On her first patrol, she became the first US submarine to sink an enemy warship, picking off the Japanese submarine I-173.
Gudgeon was officially overdue and presumed lost on 07 JUN 1944.
Captured Japanese records shed no light on the manner of her loss, and it must remain one of the mysteries of the silent sea.
Lost on or after 08 APR 1945 with the loss of eighty-four officers and men on her ninth war patrol. USS SNOOK ranks tenth in total Japanese tonnage sunk and is tied for ninth in the number of ships sunk during WWII.
She was lost near Hainan Island, possibly sunk by a Japanese submarine.
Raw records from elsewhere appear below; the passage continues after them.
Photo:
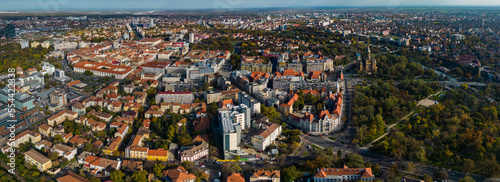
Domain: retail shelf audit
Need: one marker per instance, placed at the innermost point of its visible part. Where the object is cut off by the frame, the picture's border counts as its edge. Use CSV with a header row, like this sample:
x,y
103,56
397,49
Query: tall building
x,y
233,119
58,97
24,44
191,38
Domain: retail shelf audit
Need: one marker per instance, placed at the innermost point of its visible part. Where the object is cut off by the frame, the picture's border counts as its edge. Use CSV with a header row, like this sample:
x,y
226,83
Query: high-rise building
x,y
191,37
58,97
233,119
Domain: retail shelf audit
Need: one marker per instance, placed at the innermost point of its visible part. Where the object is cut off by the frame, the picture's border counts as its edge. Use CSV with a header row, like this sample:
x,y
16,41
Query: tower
x,y
369,52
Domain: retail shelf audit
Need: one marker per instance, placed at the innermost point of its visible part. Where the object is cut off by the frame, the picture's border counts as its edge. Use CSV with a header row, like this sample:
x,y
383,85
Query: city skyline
x,y
59,5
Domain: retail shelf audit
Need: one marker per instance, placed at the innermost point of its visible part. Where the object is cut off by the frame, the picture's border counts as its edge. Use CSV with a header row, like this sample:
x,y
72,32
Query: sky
x,y
59,5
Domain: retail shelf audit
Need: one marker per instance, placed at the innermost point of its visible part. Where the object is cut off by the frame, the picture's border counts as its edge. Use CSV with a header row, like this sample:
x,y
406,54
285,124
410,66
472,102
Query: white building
x,y
266,136
191,38
343,174
174,97
64,151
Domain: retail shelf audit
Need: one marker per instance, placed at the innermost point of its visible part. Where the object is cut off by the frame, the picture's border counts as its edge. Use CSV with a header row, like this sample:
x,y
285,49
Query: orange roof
x,y
362,172
235,177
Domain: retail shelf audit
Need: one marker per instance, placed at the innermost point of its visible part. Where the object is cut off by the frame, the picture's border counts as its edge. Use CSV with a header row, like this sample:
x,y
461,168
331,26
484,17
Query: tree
x,y
187,165
468,165
88,147
158,170
88,73
140,176
290,173
354,161
237,158
442,175
230,167
117,176
58,139
467,179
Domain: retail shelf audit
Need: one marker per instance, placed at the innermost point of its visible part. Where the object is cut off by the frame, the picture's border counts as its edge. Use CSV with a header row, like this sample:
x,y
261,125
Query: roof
x,y
235,177
37,156
268,131
103,67
72,177
178,174
172,92
362,172
265,173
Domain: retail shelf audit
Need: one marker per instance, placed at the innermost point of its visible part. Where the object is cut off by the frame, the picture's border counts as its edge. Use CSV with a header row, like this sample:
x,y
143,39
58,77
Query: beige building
x,y
36,159
61,116
272,176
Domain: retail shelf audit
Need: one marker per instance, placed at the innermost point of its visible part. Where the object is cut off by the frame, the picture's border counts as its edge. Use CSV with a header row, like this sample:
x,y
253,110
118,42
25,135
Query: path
x,y
396,123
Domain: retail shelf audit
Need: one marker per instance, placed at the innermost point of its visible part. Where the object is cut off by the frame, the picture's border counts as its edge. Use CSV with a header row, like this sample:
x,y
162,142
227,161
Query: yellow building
x,y
157,155
113,146
36,159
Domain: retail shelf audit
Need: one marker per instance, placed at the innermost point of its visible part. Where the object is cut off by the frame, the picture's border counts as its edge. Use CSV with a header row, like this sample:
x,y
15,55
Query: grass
x,y
315,146
401,126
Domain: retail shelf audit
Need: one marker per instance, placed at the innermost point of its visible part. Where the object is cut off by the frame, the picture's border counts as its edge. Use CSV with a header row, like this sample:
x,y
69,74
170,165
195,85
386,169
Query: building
x,y
36,159
155,67
101,165
58,118
24,44
233,119
249,101
24,137
235,177
174,97
194,152
191,38
71,177
178,174
343,174
266,136
103,69
64,151
58,97
271,176
157,155
367,66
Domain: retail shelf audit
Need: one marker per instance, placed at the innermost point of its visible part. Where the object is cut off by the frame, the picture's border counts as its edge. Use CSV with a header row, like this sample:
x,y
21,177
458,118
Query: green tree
x,y
468,166
290,173
117,176
88,73
140,176
467,179
427,178
354,161
158,170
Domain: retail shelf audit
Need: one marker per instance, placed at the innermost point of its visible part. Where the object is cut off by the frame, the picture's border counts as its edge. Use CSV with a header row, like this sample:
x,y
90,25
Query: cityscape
x,y
250,91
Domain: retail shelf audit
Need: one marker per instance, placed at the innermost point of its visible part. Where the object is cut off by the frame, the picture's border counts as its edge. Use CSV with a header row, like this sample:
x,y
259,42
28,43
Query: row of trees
x,y
382,103
460,133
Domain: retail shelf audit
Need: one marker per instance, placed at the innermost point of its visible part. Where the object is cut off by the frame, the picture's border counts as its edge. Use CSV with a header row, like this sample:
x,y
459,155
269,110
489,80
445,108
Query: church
x,y
368,65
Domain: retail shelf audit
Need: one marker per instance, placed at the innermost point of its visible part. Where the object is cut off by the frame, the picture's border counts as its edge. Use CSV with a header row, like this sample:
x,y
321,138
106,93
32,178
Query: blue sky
x,y
57,5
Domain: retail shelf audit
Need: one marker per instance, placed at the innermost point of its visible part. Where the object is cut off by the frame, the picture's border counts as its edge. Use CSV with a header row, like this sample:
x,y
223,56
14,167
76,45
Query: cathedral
x,y
367,65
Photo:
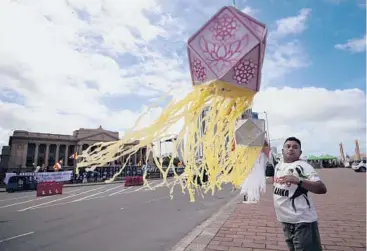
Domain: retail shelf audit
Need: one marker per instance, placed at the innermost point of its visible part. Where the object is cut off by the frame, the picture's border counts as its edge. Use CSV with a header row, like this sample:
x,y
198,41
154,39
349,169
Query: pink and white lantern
x,y
230,47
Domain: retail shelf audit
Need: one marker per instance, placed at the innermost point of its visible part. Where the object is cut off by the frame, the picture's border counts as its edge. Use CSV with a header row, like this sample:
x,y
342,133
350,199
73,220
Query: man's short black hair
x,y
293,139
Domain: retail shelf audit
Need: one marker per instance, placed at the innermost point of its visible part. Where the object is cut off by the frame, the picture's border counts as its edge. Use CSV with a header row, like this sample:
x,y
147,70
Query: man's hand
x,y
289,179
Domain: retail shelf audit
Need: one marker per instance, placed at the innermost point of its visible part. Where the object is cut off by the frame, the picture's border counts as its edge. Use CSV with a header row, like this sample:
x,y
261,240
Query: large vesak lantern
x,y
230,47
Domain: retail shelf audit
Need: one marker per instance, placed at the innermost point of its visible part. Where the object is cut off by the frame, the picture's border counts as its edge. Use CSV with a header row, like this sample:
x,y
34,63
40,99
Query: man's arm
x,y
317,187
309,180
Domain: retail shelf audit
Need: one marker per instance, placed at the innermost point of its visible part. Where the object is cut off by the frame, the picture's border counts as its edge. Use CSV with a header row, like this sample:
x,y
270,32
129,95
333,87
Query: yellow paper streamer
x,y
219,162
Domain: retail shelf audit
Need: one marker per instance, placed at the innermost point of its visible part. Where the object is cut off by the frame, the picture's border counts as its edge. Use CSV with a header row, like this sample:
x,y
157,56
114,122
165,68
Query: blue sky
x,y
66,65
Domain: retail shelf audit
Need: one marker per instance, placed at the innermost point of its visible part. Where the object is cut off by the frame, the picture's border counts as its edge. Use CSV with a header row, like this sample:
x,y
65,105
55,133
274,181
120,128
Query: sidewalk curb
x,y
200,236
3,190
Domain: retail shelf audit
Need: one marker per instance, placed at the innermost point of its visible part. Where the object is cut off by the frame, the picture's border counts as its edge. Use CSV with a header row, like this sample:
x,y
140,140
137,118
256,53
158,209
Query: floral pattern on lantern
x,y
224,28
244,72
199,70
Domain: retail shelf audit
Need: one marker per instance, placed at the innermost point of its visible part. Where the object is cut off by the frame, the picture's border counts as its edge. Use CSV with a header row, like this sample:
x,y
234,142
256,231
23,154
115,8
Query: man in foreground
x,y
293,179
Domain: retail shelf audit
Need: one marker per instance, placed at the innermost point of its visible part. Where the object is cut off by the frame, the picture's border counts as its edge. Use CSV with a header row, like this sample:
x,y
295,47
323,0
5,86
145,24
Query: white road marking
x,y
118,192
119,186
73,191
48,202
161,198
87,197
27,196
65,203
15,237
17,198
23,202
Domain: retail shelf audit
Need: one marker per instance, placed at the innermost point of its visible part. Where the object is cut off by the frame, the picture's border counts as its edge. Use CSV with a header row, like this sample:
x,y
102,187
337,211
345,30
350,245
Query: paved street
x,y
104,217
253,227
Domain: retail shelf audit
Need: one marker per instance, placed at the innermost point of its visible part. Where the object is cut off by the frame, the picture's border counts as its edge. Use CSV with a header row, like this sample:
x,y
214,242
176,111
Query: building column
x,y
66,155
46,155
57,152
36,155
25,149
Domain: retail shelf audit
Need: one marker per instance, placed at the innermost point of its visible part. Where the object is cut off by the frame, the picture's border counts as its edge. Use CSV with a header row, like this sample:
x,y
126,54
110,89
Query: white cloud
x,y
354,45
292,25
57,67
250,11
320,118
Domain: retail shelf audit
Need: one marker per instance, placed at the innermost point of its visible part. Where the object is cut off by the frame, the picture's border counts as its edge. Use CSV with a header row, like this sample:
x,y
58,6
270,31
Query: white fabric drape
x,y
255,183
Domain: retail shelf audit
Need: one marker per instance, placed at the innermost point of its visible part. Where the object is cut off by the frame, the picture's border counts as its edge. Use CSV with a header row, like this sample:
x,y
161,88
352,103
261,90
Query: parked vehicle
x,y
21,183
359,166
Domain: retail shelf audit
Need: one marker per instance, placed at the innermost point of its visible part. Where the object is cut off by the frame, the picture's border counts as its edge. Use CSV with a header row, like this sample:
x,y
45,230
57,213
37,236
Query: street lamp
x,y
267,125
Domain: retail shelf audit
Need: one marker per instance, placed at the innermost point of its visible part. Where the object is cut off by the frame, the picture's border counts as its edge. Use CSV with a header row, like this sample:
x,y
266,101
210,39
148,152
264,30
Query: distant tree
x,y
166,160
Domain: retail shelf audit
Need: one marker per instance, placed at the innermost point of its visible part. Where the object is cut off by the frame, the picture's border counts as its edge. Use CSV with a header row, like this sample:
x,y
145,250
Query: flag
x,y
57,165
74,156
358,153
342,151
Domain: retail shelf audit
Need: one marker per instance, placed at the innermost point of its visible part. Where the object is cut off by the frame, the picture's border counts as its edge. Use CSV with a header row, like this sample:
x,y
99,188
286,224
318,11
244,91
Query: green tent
x,y
312,157
322,157
327,157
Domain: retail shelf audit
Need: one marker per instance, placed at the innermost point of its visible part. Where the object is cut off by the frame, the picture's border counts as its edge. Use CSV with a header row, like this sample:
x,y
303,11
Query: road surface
x,y
104,217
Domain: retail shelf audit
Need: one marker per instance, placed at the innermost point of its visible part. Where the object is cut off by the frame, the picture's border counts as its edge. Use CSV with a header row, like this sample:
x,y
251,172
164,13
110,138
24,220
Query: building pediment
x,y
99,137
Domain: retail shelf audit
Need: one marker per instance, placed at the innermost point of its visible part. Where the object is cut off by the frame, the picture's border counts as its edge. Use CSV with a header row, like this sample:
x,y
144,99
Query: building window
x,y
30,161
71,151
62,149
41,155
52,155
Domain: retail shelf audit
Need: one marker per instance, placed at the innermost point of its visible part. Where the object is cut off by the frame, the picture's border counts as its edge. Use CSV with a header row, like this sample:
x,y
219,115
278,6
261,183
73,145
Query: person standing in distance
x,y
293,179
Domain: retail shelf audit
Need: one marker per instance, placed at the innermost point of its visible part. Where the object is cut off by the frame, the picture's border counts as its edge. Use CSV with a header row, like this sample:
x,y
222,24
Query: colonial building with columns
x,y
30,149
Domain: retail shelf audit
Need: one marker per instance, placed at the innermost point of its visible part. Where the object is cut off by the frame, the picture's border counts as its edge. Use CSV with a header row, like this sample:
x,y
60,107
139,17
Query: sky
x,y
69,64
Lost on 10 APR 1963 with the loss of 112 officers and crew and 17 civilian technicians during sea trials deep-diving exercises following a prolonged shipyard period for refitting.
Fifteen minutes after reaching test depth, USS THRESHER communicated with USS SKYLARK (ASR 20) that she was having problems and attempting to surface. USS SKYLARK heard noises like air rushing into an ballast tank - then, silence.
Rescue ship USS RECOVERY (ASR 43) subsequently recovered bits of debris, including gloves and bits of internal insulation. Photographs taken by the bathyscape TRIESTE proved that the submarine had broken up, taking all hands on board to their deaths in 1,400 fathoms of water, some 220 miles east of Boston.